# End-to-end Fuzzy Deduplication

GPU accelerated implementation of a MinHash-LSH based fuzzy deduplication. For more information about Fuzzy deduplication in NeMo Curator, refer to the [Deduplication](https://docs.nvidia.com/nemo/curator/latest/curate-text/process-data/deduplication/index.html) section of the documentation page.

The tutorial here shows how to run Fuzzy Duplication on text data by executing a 2 end to end workflows which does the following:

1. Read original dataset
2. Compute MinHashes signatures of these documents
3. Perform LSH - Group Minhashes into bands/buckets and shuffle these bands/buckets so that documents in the same bucket are in the same batch/file.
4. Convert the LSH outputs (bucket_id -> doc_id mapping) into a edgelist in preperation for connected components. 
5. Compute connected components across all potential duplicates found via LSH.
6. Generate list of duplicate documents by randomly selecting 1 document to keep from each group/component and dropping the rest.
7. Remove duplicates based on the generated duplicate list.

We also allow users to also run these steps independently, which will be covered in the step by step tutorial in the same directory as this tutorial.

In [1]:
import os

# Silence Curator logs via Loguru
os.environ["LOGURU_LEVEL"] = "ERROR"

import pandas as pd

input_dataset_path = os.path.abspath("./input")  # Path to input dataset
fuzzy_output_dir = os.path.abspath("./output/e2e")  # Path to store all fuzzy outputs including cache & deduped dataset
fuzzy_cache_path = os.path.join(
    fuzzy_output_dir, "cache"
)  # Path to store fuzzy deduplication intermediates (minhash, lsh etc.)
deduplicated_output_path = os.path.join(fuzzy_output_dir, "fuzzy_deduped_dataset")

input_filetype = (
    "parquet"  # this can be either of jsonl or parquet (you'll need to change how input data is generated)
)
output_filetype = "parquet"  # this can be either of jsonl or parquet

In [2]:
from nemo_curator.utils.file_utils import get_all_file_paths_under

if len(get_all_file_paths_under(input_dataset_path)) == 0:
    import os
    import uuid

    from datasets import load_dataset

    input_df = load_dataset("roneneldan/TinyStories", split="train").to_pandas()
    num_rows_per_file = 10_000

    os.makedirs(input_dataset_path, exist_ok=True)
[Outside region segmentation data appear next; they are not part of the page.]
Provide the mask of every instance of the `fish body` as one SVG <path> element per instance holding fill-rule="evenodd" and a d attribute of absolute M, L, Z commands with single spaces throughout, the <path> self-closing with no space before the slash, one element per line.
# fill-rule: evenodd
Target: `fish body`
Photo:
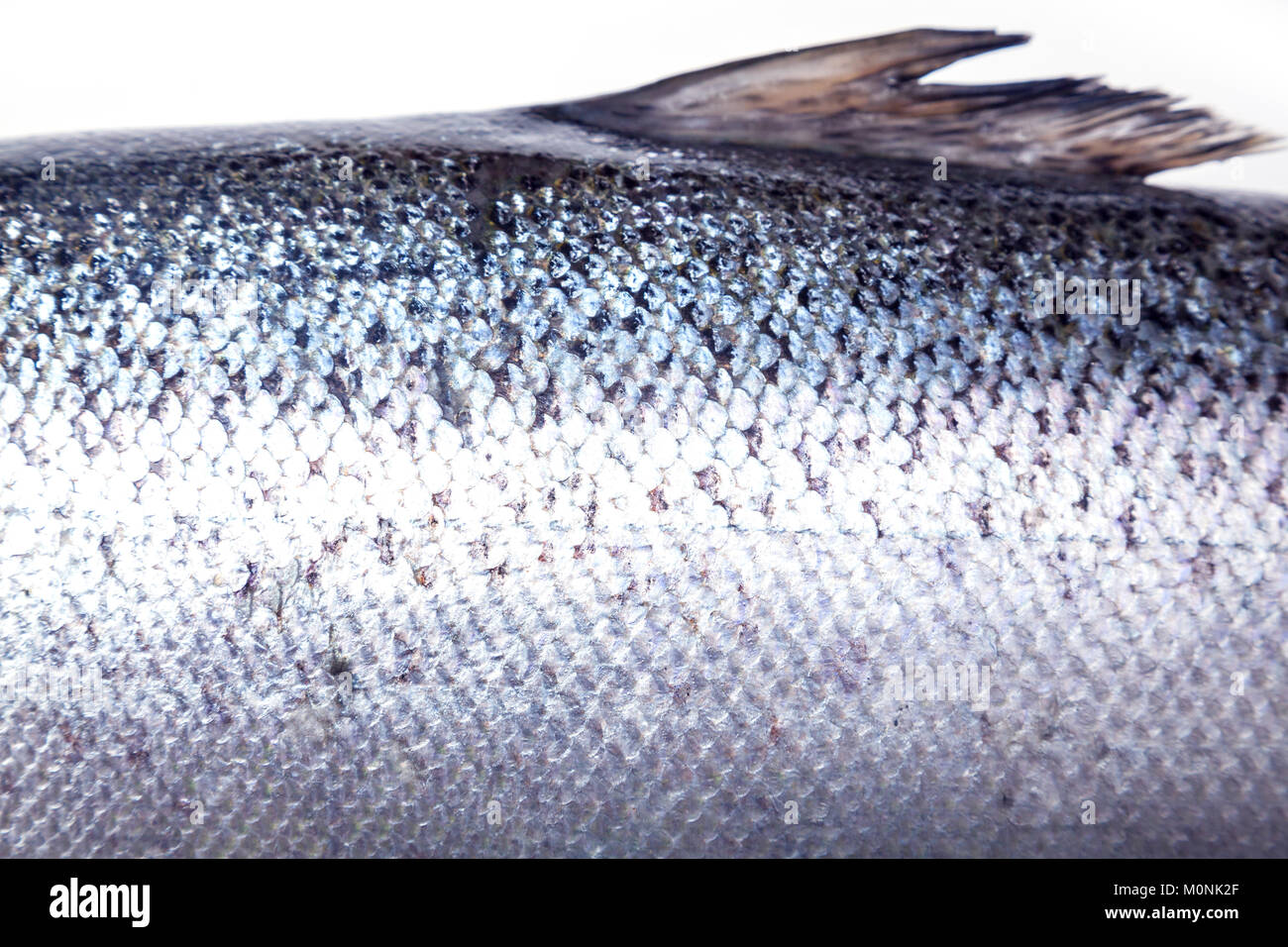
<path fill-rule="evenodd" d="M 0 852 L 1288 853 L 1288 213 L 931 157 L 0 146 Z"/>

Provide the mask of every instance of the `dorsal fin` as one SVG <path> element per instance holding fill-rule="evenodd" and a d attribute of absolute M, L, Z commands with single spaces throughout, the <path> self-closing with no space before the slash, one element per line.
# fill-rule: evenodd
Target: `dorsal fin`
<path fill-rule="evenodd" d="M 743 59 L 553 110 L 645 138 L 1140 177 L 1274 142 L 1202 108 L 1173 108 L 1177 99 L 1163 93 L 1095 79 L 917 81 L 1027 41 L 990 30 L 911 30 Z"/>

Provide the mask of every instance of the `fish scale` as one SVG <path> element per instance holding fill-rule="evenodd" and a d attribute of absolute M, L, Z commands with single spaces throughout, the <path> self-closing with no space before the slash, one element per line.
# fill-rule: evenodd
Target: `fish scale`
<path fill-rule="evenodd" d="M 0 703 L 0 852 L 1283 856 L 1285 233 L 532 112 L 0 146 L 0 667 L 97 675 Z"/>

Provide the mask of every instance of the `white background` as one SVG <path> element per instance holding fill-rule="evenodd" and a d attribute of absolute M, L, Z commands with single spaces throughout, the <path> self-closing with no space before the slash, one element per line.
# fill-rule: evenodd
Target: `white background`
<path fill-rule="evenodd" d="M 1105 76 L 1288 135 L 1284 0 L 4 0 L 0 138 L 555 102 L 916 26 L 1028 32 L 935 81 Z M 1288 195 L 1288 152 L 1168 171 Z"/>

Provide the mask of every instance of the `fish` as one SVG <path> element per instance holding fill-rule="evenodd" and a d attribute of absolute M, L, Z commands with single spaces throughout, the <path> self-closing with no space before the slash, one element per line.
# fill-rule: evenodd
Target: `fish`
<path fill-rule="evenodd" d="M 0 854 L 1288 854 L 1274 140 L 1024 39 L 0 143 Z"/>

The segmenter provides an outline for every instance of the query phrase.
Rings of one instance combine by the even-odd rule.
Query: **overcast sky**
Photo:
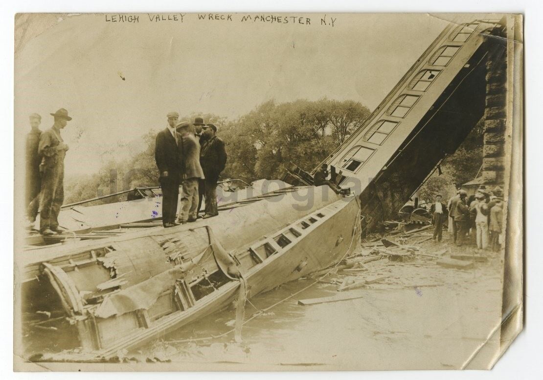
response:
[[[44,130],[50,113],[67,109],[67,176],[128,157],[172,110],[235,119],[272,98],[323,97],[373,109],[446,25],[421,14],[337,14],[333,27],[321,25],[319,14],[300,15],[309,25],[242,16],[156,22],[141,14],[137,23],[64,17],[16,55],[16,144],[30,114],[42,115]]]

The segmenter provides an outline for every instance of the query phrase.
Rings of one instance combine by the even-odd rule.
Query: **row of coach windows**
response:
[[[479,23],[463,24],[457,27],[450,37],[451,41],[464,42],[468,40]],[[445,45],[440,47],[430,58],[428,63],[433,66],[445,66],[448,65],[458,51],[460,46]],[[408,85],[408,89],[414,91],[426,91],[432,82],[441,72],[440,70],[425,69],[419,71]],[[420,97],[418,95],[403,94],[400,95],[387,110],[387,114],[395,117],[405,117]],[[381,145],[396,128],[399,122],[381,120],[374,124],[365,134],[364,140],[368,142]],[[356,172],[367,161],[375,149],[360,145],[353,147],[344,156],[342,167],[349,171]]]
[[[451,40],[455,42],[465,42],[468,41],[479,26],[478,22],[459,25],[451,34]]]

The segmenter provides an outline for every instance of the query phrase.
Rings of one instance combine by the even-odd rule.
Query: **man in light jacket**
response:
[[[186,122],[176,126],[181,135],[181,204],[178,213],[178,223],[196,221],[198,207],[198,181],[203,179],[204,171],[200,165],[200,144],[194,137],[194,125]]]

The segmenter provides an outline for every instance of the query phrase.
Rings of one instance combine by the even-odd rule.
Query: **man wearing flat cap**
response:
[[[194,137],[196,138],[197,141],[200,144],[200,146],[201,147],[205,139],[204,133],[202,132],[202,127],[205,125],[205,123],[204,122],[204,119],[199,117],[195,117],[192,125],[194,126]],[[200,209],[202,207],[202,198],[204,197],[204,192],[205,191],[205,183],[203,179],[200,179],[198,181],[198,209],[197,210],[198,213],[200,212]]]
[[[70,148],[60,130],[72,120],[64,108],[50,115],[54,118],[53,127],[41,134],[38,145],[38,154],[42,157],[40,233],[44,235],[60,232],[58,218],[64,201],[64,157]]]
[[[175,226],[175,212],[181,181],[179,134],[175,130],[179,114],[167,115],[168,126],[156,135],[155,160],[159,168],[159,182],[162,190],[162,225]]]
[[[205,136],[201,145],[200,163],[205,176],[204,197],[205,198],[206,219],[219,215],[217,208],[217,182],[226,164],[224,142],[217,136],[217,127],[207,124],[203,127]]]
[[[41,188],[40,164],[41,157],[37,153],[41,130],[41,116],[37,114],[30,116],[30,132],[27,135],[26,206],[27,216],[31,222],[36,220],[40,205],[39,194]]]
[[[205,123],[204,122],[204,119],[201,117],[195,117],[194,122],[192,123],[194,126],[194,137],[196,138],[196,140],[198,142],[203,142],[203,141],[200,141],[202,138],[204,138],[204,134],[202,133],[202,127],[205,125]]]
[[[195,222],[198,206],[198,181],[204,179],[200,165],[200,144],[194,137],[193,124],[181,122],[176,126],[180,136],[181,162],[181,204],[177,222]]]

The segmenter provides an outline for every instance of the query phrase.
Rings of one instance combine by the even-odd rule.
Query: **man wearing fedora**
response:
[[[171,112],[167,117],[168,126],[156,135],[155,160],[162,190],[162,225],[170,227],[176,225],[175,213],[181,182],[180,136],[175,130],[179,114]]]
[[[200,165],[200,144],[194,137],[194,126],[181,122],[176,126],[179,133],[181,147],[181,204],[176,222],[185,224],[195,222],[198,205],[198,181],[204,179],[204,171]]]
[[[217,127],[207,124],[203,127],[205,136],[201,145],[200,163],[205,176],[204,194],[206,219],[219,215],[217,209],[217,182],[226,164],[226,151],[224,142],[217,136]]]
[[[41,130],[41,116],[37,114],[30,116],[30,132],[27,135],[27,172],[26,172],[26,206],[27,216],[33,223],[37,215],[40,205],[40,190],[41,188],[41,175],[40,164],[41,157],[37,153]]]
[[[202,127],[205,125],[205,123],[204,122],[204,119],[201,117],[195,117],[194,122],[192,124],[194,126],[194,137],[196,138],[196,140],[201,145],[204,142],[203,141],[200,141],[202,138],[205,138],[202,133]]]
[[[64,201],[64,157],[69,149],[60,130],[72,120],[64,108],[50,115],[54,123],[41,134],[38,144],[38,154],[42,157],[40,233],[44,235],[60,232],[58,218]]]
[[[204,144],[205,136],[202,132],[202,127],[205,125],[204,123],[204,119],[201,117],[195,117],[194,122],[192,123],[194,126],[194,137],[196,140],[200,144],[200,146]],[[203,179],[198,180],[198,209],[197,213],[200,212],[200,209],[202,207],[202,198],[204,197],[204,192],[205,191],[205,183]]]

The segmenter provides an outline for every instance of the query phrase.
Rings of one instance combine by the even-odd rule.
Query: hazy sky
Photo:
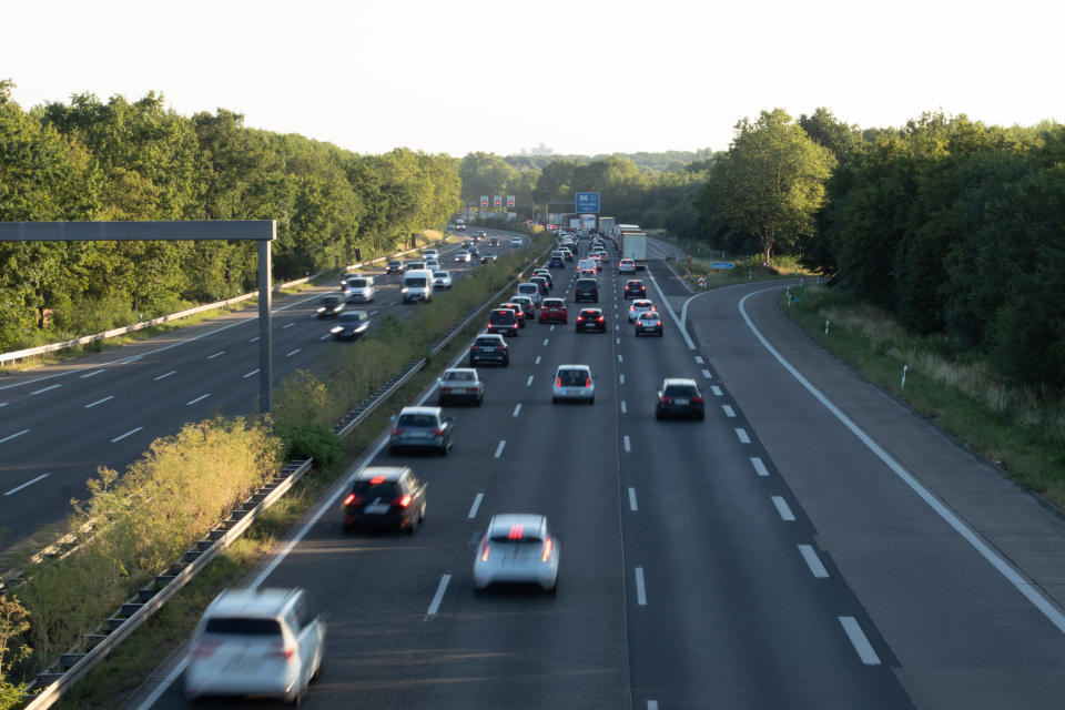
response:
[[[724,150],[742,116],[824,105],[1065,121],[1062,0],[6,2],[23,108],[149,91],[191,115],[379,153]]]

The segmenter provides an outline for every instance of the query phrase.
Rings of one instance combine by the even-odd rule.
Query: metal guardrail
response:
[[[185,552],[182,561],[171,565],[165,574],[155,577],[154,584],[141,589],[106,619],[85,642],[91,648],[78,647],[60,656],[59,667],[64,670],[48,670],[38,673],[33,686],[47,688],[33,698],[26,710],[50,708],[75,682],[81,680],[114,648],[162,608],[182,587],[207,566],[222,550],[232,545],[263,513],[292,488],[311,469],[313,459],[291,462],[270,483],[253,493],[247,500],[233,509],[227,520],[207,534]],[[53,667],[54,668],[54,667]]]

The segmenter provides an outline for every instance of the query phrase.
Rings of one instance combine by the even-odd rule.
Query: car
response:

    for i, start_idx in enumerate(range(0, len(input_df), num_rows_per_file)):
        end_idx = min(len(input_df), start_idx + num_rows_per_file)
        subset_df = input_df.iloc[start_idx:end_idx].copy()
        subset_df["id"] = [str(uuid.uuid4()) for _ in range(len(subset_df))]
        subset_df.to_parquet(os.path.join(input_dataset_path, f"part_{i}.parquet"), index=False)

    print(f"Created {len(os.listdir(input_dataset_path))} files")

## Running as a Single Stage (End-to-End)

See the [API Reference](https://docs.nvidia.com/nemo/curator/latest/apidocs/stages/stages.deduplication.fuzzy.workflow.html#api) for more information about the `FuzzyDeduplicationWorkflow` class.

### General Notes
#### ID Generation
1. The Fuzzy Deduplication Workflow doesn't utilize any existing IDs in the input dataset and instead generates IDs on the fly using an ID Generator actor.
2. The ID Generator gives each row a unique increasing integer ID, based on the order files are read.
3. This avoids expensive ID->Integer encoding for the underlying connected components algorithm which only supports integer IDs.
4. When we find duplicates, we save these integer IDs in sorted files with multiple row groups.
5. We also save a `fuzzy_id_generator.json` which maintains a mapping of input file partitions to ID ranges for that batch.
6. During removal, reading the same file groups will give the same integer IDs, using the min/max ID values, we can find all corresponding duplicates in that range making the process faster.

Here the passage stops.